20-06-2011, 11:10 AM
[attachment=14130]
INTRODUCTION
One of the most important inventions of the nineteenth century was the telephone. Then at the midpoint of twentieth century, the invention of the digital computer amplified the power of our minds, enabled us to think and work more efficiently and made us more imaginative then we could ever have imagined.
Now several new technologies have empowered us to teach computers to talk to us in our native languages and to listen to us when we speak (recognition); haltingly computers have begun to understand what we say.
Having given our computers both oral and aural abilities, we have been able to produce innumerable computer applications that further enhance our productivity. Such capabilities enable us to route phone calls automatically and to obtain and update computer based information by telephone, using a group of activities collectively referred to as Voice Processing.
Speech is one of the most natural ways to interact. When it comes to computers it is no different. If an application can be controlled solely by way of voice commands then the opportunity that lies is unlimited. Even though the idea of using speech as an input mechanism for an application is not new there are not a lot of applications that use speech as in input. In other words speech is still a big opportunity that is yet to be explored.

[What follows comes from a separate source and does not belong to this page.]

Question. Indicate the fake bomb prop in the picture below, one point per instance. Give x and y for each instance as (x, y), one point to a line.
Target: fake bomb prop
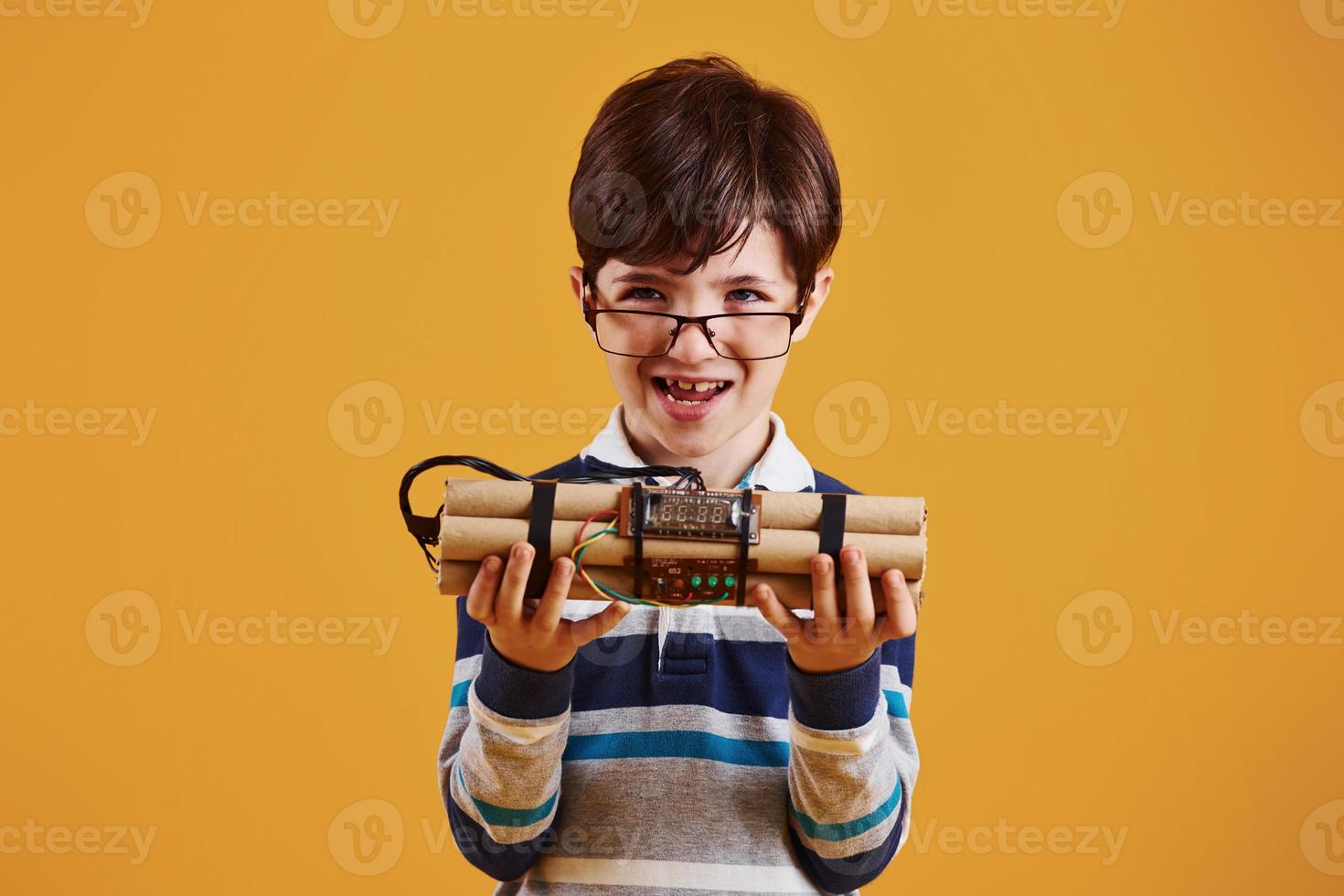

Speech recognition allows you to provide input to an application with your voice. Just like clicking with your mouse, typing on your keyboard, or pressing a key on the phone keypad provides input to an application, speech recognition allows you to provide input by talking. In the desktop world, you need a microphone to be able to do this.
Broadly, speech analysis can be divided in to two paradigms : - Text to speech and Speech to Text conversion.
Speech recognition can be of two types based on the grammar that the recognition is based on. (Grammar is in other words the list of possible recognition outputs that can be generated). An application can limit the possible combination of the words spoken by choosing proper grammar.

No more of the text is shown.